このような背景から、パブリッククラウドで運用していたシステムをオンプレミスに戻すという動きが広まっています。ただ個々のシステムに物理サーバを直接割り当てると、CPUやメモリといったサーバリソースを効率よく利用できないでしょう。そこでVMware vSphere、あるいはOpenStackといった仮想化基盤を利用し、プライベートクラウド環境を構築して仮想サーバ上でシステムを運用することが一般的です。
パブリッククラウドとオンプレミスのプライベートクラウドでは、仮想サーバを使うという点ではどちらも変わりません。ただ想定したパフォーマンスが得られない可能性がある共用型のパブリッククラウドとは異なり、プライベートクラウドでは物理サーバから仮想サーバまでをすべてコントロールできるため、パフォーマンスを把握しやすいメリットがあります。
オンプレミスのメリット・デメリット
ただオンプレミスの場合、物理サーバやネットワーク機器などは自社で購入し運用する必要があるため、リソースを追加する必要が生じたときに迅速に対応できない、物理サーバの故障や老朽化への対応など運用の手間がかかるといったデメリットがあるのも事実です。特にリソースの追加に迅速できてない点は、用途によっては大きなデメリットとなります。
たとえばデータ量の増加から、夜間のバッチ処理が規定時間内に終了せず、日中のオンライン処理が始められないなどといったケースです。このような事態に陥れば当然業務に影響が生じるため、早急に何らかの対策を講じなければなりません。ただ物理サーバを購入し、それをプライベートクラウドで利用できるようにセットアップするには数週間を要するため、即座に対応することは困難です。
オンプレミスとクラウドのそれぞれのメリットを両立する選択肢してのベアメタルクラウド
このようなオンプレミス環境に構築したプライベートクラウドの課題の解決策として、検討したいのがクラウド上で物理サーバを提供するサービスの活用です。
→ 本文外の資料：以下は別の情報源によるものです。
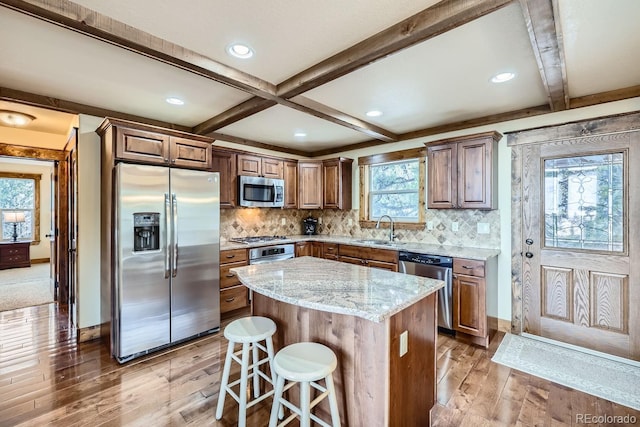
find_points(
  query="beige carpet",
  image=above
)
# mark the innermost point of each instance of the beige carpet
(612, 380)
(24, 287)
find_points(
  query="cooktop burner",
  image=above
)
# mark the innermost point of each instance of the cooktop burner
(257, 239)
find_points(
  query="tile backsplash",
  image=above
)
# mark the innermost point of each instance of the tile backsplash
(243, 222)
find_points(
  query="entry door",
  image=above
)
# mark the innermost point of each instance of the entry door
(580, 235)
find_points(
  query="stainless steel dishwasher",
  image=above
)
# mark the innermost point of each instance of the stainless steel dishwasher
(434, 267)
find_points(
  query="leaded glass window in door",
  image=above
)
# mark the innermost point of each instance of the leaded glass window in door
(584, 202)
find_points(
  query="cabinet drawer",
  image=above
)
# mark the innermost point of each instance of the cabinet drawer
(470, 267)
(234, 298)
(228, 278)
(233, 255)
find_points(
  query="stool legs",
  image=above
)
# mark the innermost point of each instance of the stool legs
(224, 381)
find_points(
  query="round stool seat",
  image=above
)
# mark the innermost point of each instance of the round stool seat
(250, 329)
(305, 361)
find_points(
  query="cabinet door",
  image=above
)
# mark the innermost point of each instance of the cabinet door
(142, 146)
(303, 249)
(310, 185)
(317, 249)
(290, 184)
(442, 176)
(249, 165)
(224, 162)
(469, 311)
(272, 168)
(190, 153)
(475, 173)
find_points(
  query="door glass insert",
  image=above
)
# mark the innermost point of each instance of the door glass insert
(584, 202)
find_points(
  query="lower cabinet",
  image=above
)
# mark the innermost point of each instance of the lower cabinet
(470, 320)
(233, 294)
(369, 257)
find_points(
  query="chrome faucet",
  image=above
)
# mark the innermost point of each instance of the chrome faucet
(391, 235)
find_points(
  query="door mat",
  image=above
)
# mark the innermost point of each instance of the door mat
(616, 381)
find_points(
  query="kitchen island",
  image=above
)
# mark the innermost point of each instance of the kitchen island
(365, 316)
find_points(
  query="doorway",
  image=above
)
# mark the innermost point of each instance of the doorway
(576, 217)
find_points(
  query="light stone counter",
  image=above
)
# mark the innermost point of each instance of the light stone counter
(337, 287)
(481, 254)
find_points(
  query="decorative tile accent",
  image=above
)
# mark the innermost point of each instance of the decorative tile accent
(244, 222)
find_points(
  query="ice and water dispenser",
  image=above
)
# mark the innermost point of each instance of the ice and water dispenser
(146, 231)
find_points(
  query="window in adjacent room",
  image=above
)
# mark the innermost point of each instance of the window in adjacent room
(393, 184)
(20, 193)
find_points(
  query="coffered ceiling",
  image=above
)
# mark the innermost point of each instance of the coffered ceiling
(318, 67)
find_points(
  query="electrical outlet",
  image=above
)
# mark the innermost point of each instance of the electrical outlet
(483, 228)
(404, 343)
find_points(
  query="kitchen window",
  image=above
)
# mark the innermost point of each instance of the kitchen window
(20, 193)
(393, 184)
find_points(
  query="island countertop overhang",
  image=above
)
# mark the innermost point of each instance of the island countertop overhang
(337, 287)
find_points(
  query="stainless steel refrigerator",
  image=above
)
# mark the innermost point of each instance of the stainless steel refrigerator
(166, 246)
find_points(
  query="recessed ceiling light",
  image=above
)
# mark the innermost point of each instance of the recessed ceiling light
(175, 101)
(15, 118)
(503, 77)
(240, 50)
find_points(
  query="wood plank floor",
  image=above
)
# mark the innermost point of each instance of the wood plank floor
(46, 378)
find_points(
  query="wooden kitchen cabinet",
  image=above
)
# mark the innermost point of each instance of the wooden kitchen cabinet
(267, 167)
(463, 172)
(369, 257)
(290, 173)
(310, 185)
(337, 183)
(141, 143)
(233, 294)
(14, 255)
(470, 291)
(224, 162)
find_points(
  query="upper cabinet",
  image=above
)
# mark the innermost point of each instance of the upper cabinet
(251, 165)
(310, 184)
(224, 162)
(136, 142)
(337, 183)
(463, 172)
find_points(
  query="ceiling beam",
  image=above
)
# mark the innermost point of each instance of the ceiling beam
(90, 23)
(546, 40)
(70, 107)
(437, 19)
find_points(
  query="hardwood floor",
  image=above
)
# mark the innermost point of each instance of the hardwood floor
(46, 378)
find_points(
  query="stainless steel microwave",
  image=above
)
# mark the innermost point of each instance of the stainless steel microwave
(255, 191)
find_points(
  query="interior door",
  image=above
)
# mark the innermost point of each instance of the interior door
(580, 220)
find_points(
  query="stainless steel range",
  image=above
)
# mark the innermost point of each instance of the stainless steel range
(269, 253)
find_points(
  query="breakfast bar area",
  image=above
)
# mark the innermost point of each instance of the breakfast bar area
(380, 324)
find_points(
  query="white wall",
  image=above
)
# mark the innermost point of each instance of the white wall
(88, 244)
(44, 168)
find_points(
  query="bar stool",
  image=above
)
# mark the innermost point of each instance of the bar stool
(304, 363)
(248, 331)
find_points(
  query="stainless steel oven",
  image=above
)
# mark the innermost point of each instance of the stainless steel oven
(255, 191)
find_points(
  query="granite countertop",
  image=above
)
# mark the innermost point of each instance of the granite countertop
(481, 254)
(337, 287)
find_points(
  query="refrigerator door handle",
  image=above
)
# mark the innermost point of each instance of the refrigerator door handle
(174, 203)
(167, 216)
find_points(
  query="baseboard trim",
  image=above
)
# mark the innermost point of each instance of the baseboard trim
(88, 334)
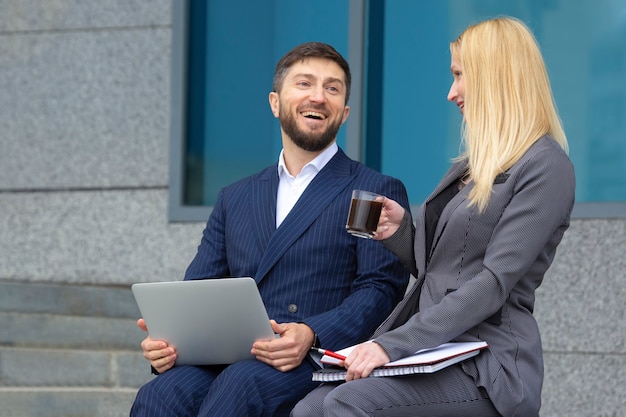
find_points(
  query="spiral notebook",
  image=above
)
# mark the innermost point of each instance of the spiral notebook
(423, 362)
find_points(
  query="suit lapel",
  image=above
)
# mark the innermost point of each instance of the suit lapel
(329, 182)
(264, 210)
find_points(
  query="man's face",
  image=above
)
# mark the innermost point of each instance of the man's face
(311, 103)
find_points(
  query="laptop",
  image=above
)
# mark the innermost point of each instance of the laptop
(209, 321)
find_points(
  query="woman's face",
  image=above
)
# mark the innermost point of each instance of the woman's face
(457, 90)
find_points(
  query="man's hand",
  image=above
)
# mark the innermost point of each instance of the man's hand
(288, 351)
(161, 356)
(363, 359)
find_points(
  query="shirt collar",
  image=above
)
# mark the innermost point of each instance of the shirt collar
(318, 163)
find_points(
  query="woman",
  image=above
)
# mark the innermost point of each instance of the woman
(481, 245)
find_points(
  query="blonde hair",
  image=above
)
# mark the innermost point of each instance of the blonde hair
(508, 100)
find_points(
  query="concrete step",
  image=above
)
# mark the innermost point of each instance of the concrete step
(71, 332)
(65, 402)
(67, 299)
(111, 369)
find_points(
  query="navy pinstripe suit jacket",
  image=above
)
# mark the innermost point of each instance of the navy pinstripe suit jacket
(309, 269)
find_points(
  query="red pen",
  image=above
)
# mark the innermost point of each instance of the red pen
(329, 353)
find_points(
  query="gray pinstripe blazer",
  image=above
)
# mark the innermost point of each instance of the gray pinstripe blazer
(482, 275)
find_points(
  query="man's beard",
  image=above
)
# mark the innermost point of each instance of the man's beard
(309, 141)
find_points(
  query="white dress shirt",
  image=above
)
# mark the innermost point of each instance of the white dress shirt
(290, 188)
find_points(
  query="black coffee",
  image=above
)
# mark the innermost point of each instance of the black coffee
(364, 216)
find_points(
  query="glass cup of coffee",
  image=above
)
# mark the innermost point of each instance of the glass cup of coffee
(364, 213)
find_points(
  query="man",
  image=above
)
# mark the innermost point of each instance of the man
(285, 226)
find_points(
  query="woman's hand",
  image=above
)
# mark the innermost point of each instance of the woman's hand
(363, 359)
(390, 219)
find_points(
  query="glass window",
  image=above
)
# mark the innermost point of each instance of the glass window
(223, 130)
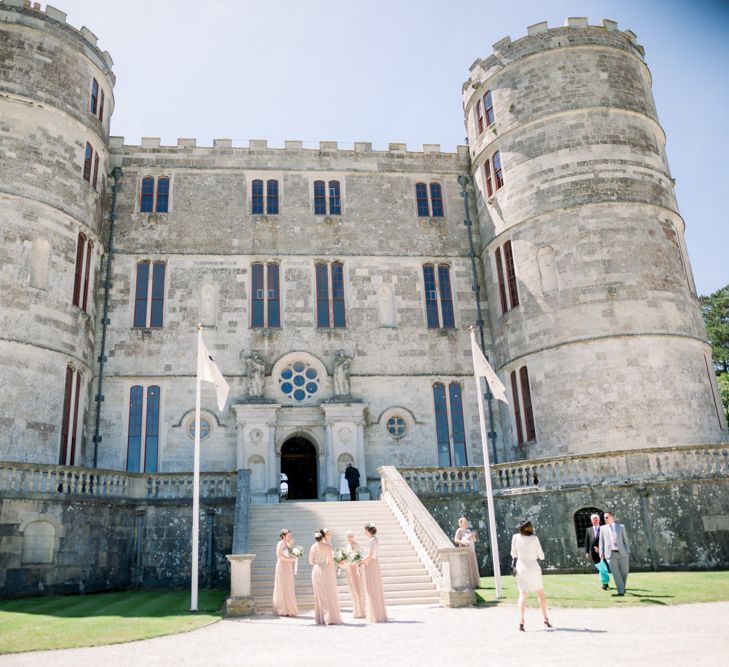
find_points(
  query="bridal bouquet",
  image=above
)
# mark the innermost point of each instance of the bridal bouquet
(298, 552)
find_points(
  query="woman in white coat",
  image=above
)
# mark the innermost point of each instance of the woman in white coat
(526, 549)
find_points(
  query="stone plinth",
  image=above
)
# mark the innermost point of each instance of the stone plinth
(240, 602)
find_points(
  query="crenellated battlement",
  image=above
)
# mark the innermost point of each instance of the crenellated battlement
(576, 31)
(58, 18)
(292, 148)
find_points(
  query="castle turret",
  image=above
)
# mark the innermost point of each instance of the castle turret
(55, 105)
(597, 328)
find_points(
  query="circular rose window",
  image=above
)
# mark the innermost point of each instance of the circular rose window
(396, 426)
(299, 381)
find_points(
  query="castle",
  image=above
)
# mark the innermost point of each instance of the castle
(336, 286)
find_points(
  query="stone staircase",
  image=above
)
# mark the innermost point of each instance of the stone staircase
(405, 577)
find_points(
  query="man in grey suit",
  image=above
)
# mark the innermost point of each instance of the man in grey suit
(615, 549)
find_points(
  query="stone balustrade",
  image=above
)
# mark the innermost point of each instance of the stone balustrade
(446, 563)
(560, 472)
(38, 479)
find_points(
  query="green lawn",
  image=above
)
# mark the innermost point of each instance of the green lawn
(644, 588)
(105, 618)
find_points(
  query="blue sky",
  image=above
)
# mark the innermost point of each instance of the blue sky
(392, 72)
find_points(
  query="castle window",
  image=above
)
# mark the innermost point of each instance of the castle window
(149, 295)
(267, 203)
(498, 172)
(327, 198)
(451, 436)
(330, 311)
(143, 429)
(265, 296)
(487, 178)
(488, 107)
(88, 159)
(94, 96)
(69, 420)
(154, 195)
(484, 112)
(82, 273)
(522, 401)
(427, 208)
(506, 268)
(438, 297)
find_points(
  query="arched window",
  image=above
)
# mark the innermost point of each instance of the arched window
(583, 522)
(257, 197)
(147, 200)
(421, 197)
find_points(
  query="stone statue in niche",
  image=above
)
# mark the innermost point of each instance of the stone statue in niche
(341, 374)
(256, 375)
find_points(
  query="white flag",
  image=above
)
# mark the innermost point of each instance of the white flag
(482, 368)
(208, 371)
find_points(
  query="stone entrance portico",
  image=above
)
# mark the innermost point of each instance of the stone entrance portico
(335, 429)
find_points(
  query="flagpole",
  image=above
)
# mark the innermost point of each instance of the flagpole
(196, 481)
(489, 490)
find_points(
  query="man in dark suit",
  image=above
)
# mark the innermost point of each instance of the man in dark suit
(351, 474)
(592, 550)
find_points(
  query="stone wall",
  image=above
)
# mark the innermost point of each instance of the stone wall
(671, 525)
(54, 544)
こうしたサーバはベアメタルクラウドと呼ばれ、1台のサーバを専有して利用することが可能です。これに仮想化基盤ソフトウェアを組み合わせれば、自社だけのプライベートクラウド基盤として利用することができます。
オンプレミスではなく、ベアメタルクラウドを使ってプライベートクラウドを構築する最大のメリットは、物理サーバを必要なときに必要な分だけ利用できることでしょう。サービスによっても異なりますが、申し込みから数十分から数時間で物理サーバを利用可能となるため、早急にリソースを増強したいといった場面にも対応できます。また事業者によっては時間単位の課金もできるため、無駄なコストを抑制できるほか、物理サーバを資産として保有せずに使えるのも大きな利点となっています。